Ben kendimi bildim bileli Ayten Alpman oldu hayatımda, onun ile konuşmaya giderken içimde tuhaf duygular vardı. Gerçek denen şey görecelidir, zamana ve mekana göre değişir ve bazen gerçek ile hayal öylesine birbirlerine karışırlar ki hangisi nerede başlar hangisi nerede biter anlayamazsınız, ta ki hayalden kopup sadece gerçek ile karşı karsıya kalıncaya kadar. Ayten Alpman, hatıralarımda ve hayallerimde yarattığım ikondu ve ben onunla gerçekten tanışmaya gidiyordum.

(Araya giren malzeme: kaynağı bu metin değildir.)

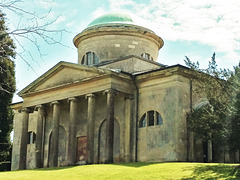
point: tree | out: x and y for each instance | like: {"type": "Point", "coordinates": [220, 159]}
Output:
{"type": "Point", "coordinates": [7, 88]}
{"type": "Point", "coordinates": [32, 27]}
{"type": "Point", "coordinates": [209, 120]}
{"type": "Point", "coordinates": [234, 126]}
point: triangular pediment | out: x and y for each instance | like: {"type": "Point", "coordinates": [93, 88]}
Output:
{"type": "Point", "coordinates": [132, 64]}
{"type": "Point", "coordinates": [63, 74]}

Kapısını çalmadan önce karşılaştığım bir beye hangi katta oturduğunu sordum. Doktor musunuz diye sordu, yüreğim ağzıma geldi, hayır dedim, niye sordunuz, biraz rahatsızdı çantanıza baktım doktor sandım dedi. Sonunda kapısını çaldım ve endişe ile bekledim. O kısacık an bana çok uzun geldi ama sonunda kapıda açıldı, işte karşımda idi, önce o şaşırdı, daha evvel telefon ederek randevu almış olmama rağmen niye geldiğimi unutmuştu, bir an bozuldum ama çabucak randevumuzu hatırladı ve beni içeri davet etti. Artık ikondan gerçeğe dönüşün hikayesini yazabilirdim.
Ona kendisini yeni nesil jazz sevenlere tanıtmak için geldiğimi söyledim, biraz dudak büktü, yeni nesil jazz dinliyor mu diye sordu, aslında sorusunun içinde kendi cevabı da vardı ama hemen ona gerçek olan cevabi verdim, evet, çok değil ama çok meraklı ve güzel bir genç jazz dinleyicisi de var. İnanmış göründü. Kendisi çay içiyordu bana da ikram etti.

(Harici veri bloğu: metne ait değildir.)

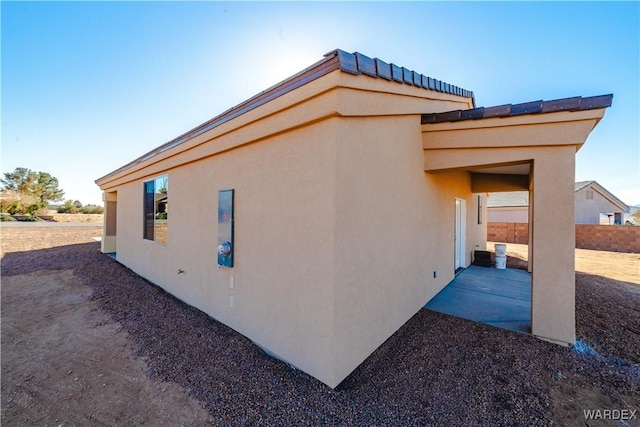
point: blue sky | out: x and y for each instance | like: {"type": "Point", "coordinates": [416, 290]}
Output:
{"type": "Point", "coordinates": [89, 86]}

Davetsiz misafirlik zordur ama şükür ki çayın da etkisi ile heyecanım yatıştı ve kısa zamanda beklenen misafir statüsüne geçebildim. Yavaş yavaş etrafımı gözlemeye başladım. Önce iki sevimli kedi dikkatimi çekti. Bir tanesi tek göz idi, adını sordum, Sürahi dedi, şaşırdım, hani televizyondaki Sürahi hanım var ya işte onun gibi diye açıkladı. Sonra kedilerin ve onun arkasındaki hayvan sevgisi üzerine sohbete giriştik. Önce bana 13 yıl büyütüp baktıktan sonra kaybettiği kurt köpeğinin fotoğrafını gösterdi. Onun acısı ile bir daha köpek sahibi olmamaya yemin etmiş. Ama zamanla farketmiş ki tüm mahallenin bakımsız ve terkedilmiş kedilerine sokakta kendisi bakıyor. Ben onları seçmem, kediler beni seçer dedi. Derken iki gözü hasta olan Sürahi hayatına girmiş, tedavisini yaptırmış ve bir tanecik de olsa gözünü kurtarmış, sonra sokakta dayak yiyen bir başka kedi evin misafiri olmuş. Onun henüz ismi yok, belki yazımı beğenirse benim adimi verir diye duşundum. O an aklıma gelen eski bir kişilik testini ona uyguladım ve hangi hayvan olmak istersiniz diye sordum. Hiç düşünmeden kuş dedi, neden dedim ve cevap verdi:
"Kuşlar hürdür, sonsuz hürriyetleri vardır, güzel sesler çıkartırlar, karamsarlıkları iyimserliklere çevirebilirler, güzel yaşar kuşlar."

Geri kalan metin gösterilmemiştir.